La vague de chaleur qui frappe la France depuis le 28 juillet est devenue, mercredi 19 août 2026, la deuxième plus longue jamais enregistrée dans le pays depuis 1947. Avec 22 jours consécutifs de fortes chaleurs quasi-générales, elle dépasse désormais la canicule de juillet 2006 (21 jours) et se place juste derrière le record absolu de juillet 1983, qui avait duré 23 jours, a annoncé Météo-France.
Un indicateur thermique national à 24,5 °C
« Avec un ITN (Indicateur thermique national, moyenne des températures sur 30 stations de référence) définitif à 24,5 °C pour la journée du mardi 18 août, nous en sommes à 22 jours en vague de chaleur, 2e rang provisoire depuis 1947 », a précisé le prévisionniste national. L'ITN est calculé à partir des températures mesurées dans 30 stations météorologiques réparties sur l'ensemble du territoire.
Cette vague de chaleur, qui a connu deux pics d'intensité marqués le 29 juillet puis du 12 au 14 août, n'est pas encore terminée. Elle est déjà plus longue que la canicule historique de 2003 et que la précédente vague de chaleur de juillet 2026 (du 4 au 19), qui avaient chacune duré 16 jours. L'épisode actuel a débuté le 28 juillet et se poursuit sans interruption.
Des critères précis pour définir une vague de chaleur
Météo-France rappelle que la définition d'une vague de chaleur répond à des critères bien précis. Elle débute lorsque l'ITN atteint ou dépasse 25,3 °C pendant une journée et que la température moyenne nationale reste supérieure ou égale à 23,4 °C pendant au moins trois jours consécutifs. Elle prend fin lorsque l'ITN descend sous 23,4 °C pendant au moins trois jours d'affilée, ou « ponctuellement » sous 22,4 °C.

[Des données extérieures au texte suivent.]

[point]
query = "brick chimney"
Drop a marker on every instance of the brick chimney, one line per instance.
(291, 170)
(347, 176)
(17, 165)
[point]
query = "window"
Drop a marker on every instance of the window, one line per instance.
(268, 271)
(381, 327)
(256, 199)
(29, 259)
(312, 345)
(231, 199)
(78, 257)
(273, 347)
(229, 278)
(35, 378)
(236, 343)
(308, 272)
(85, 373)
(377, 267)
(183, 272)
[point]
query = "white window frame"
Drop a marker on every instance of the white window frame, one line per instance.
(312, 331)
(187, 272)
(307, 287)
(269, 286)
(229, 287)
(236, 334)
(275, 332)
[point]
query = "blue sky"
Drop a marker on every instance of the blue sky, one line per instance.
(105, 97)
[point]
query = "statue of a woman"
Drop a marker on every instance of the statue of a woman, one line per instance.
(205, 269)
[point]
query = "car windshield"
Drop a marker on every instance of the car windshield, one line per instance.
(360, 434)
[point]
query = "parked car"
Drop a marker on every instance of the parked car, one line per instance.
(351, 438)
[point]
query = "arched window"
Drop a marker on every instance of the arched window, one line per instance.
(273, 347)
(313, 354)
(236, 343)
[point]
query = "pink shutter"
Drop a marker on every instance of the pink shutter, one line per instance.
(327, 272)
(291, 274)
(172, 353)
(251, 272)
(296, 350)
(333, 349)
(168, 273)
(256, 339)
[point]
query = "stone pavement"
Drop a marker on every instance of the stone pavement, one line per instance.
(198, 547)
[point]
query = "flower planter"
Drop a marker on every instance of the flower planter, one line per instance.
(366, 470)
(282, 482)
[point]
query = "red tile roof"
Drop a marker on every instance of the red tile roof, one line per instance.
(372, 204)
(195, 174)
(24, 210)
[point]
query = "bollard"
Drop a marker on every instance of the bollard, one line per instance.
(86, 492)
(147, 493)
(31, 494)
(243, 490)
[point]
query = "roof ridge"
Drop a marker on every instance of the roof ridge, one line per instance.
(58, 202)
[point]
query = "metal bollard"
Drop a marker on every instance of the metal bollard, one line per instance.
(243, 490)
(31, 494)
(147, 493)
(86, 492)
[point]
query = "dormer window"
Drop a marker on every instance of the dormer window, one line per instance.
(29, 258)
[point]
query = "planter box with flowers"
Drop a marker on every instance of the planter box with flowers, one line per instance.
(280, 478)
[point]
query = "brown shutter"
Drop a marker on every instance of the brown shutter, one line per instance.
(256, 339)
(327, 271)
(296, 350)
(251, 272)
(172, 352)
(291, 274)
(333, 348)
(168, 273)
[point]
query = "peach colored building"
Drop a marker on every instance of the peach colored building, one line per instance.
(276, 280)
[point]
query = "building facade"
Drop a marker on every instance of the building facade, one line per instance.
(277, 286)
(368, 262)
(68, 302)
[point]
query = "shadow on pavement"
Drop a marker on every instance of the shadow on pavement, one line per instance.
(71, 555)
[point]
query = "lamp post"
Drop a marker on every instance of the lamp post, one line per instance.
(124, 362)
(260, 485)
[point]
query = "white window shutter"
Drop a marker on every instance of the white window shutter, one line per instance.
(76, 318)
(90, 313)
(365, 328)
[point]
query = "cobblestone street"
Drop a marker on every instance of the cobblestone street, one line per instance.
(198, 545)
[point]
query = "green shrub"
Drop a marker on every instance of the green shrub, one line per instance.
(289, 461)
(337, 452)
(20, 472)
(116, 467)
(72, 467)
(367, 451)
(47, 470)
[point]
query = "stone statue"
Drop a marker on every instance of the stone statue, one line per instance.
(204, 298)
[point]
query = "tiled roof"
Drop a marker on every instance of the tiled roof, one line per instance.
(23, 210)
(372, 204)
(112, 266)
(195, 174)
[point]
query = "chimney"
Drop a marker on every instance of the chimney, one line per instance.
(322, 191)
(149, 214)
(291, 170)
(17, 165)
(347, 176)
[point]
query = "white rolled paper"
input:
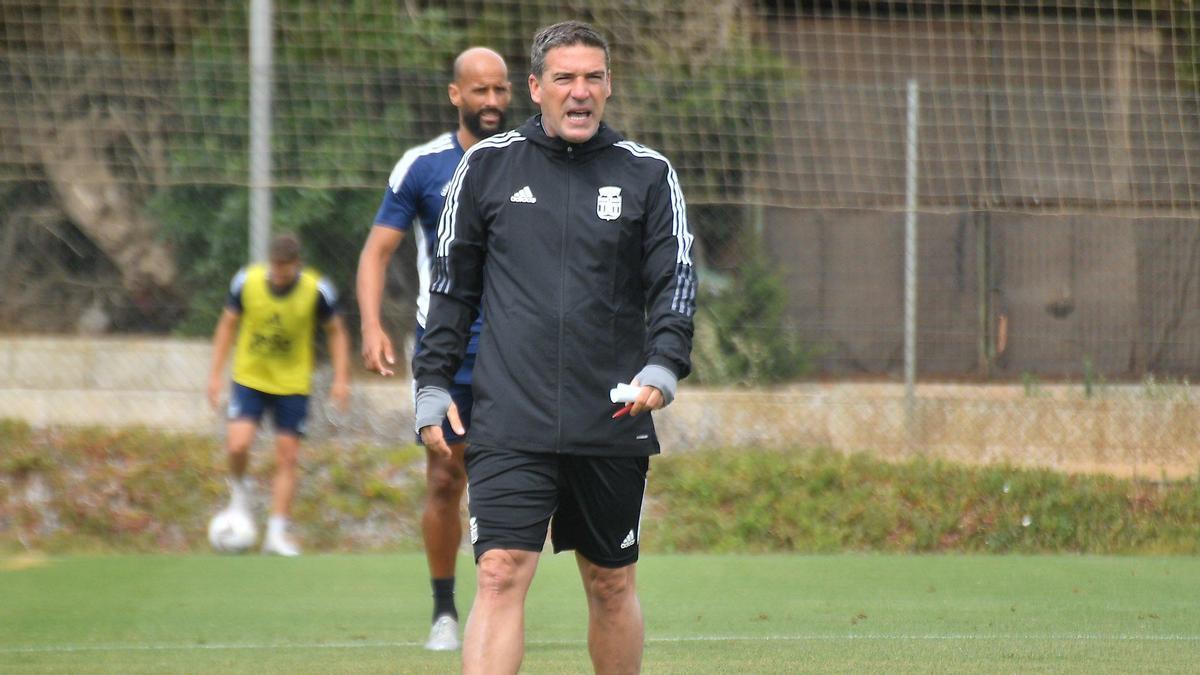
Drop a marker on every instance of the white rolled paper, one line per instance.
(624, 393)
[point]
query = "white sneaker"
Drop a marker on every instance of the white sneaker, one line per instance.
(280, 544)
(444, 634)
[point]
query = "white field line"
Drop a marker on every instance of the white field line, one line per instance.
(364, 644)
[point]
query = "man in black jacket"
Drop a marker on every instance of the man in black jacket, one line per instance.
(576, 245)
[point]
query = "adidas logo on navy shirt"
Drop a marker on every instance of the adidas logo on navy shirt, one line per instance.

Cette notion diffère des vigilances canicule (jaune, orange ou rouge), qui sont établies en fonction de l'intensité des phénomènes météorologiques attendus et de leurs possibles impacts sanitaires. La vague de chaleur actuelle ne se confond donc pas avec les alertes canicule, même si elles peuvent coexister.
Intensité et sévérité : des records différents
En termes d'intensité — c'est-à-dire concernant le niveau de températures maximales atteint — la vague de chaleur de fin juin 2026 reste la plus forte jamais connue en France, selon Météo-France. En revanche, la vague de chaleur la plus sévère, critère combinant à la fois la longueur et l'intensité, reste celle d'août 2003, qui détient toujours le record.
L'été 2026 se démarque par une répétition exceptionnelle des vagues de chaleur, avec à ce jour déjà trois vagues en l'espace de moins de deux mois. Avant cela, un premier épisode de chaleur historiquement précoce avait frappé le pays fin mai. Cette succession d'épisodes chauds illustre la tendance au réchauffement climatique causé par les activités humaines.
Un phénomène de plus en plus fréquent
La vague de chaleur actuelle est la 54e que subit la France depuis 1947. Plus de la moitié d'entre elles se sont produites après 2010, dans un contexte de réchauffement climatique causé par les activités humaines, souligne Météo-France. Cette concentration récente des épisodes de chaleur extrême confirme l'accélération du changement climatique observé ces dernières décennies.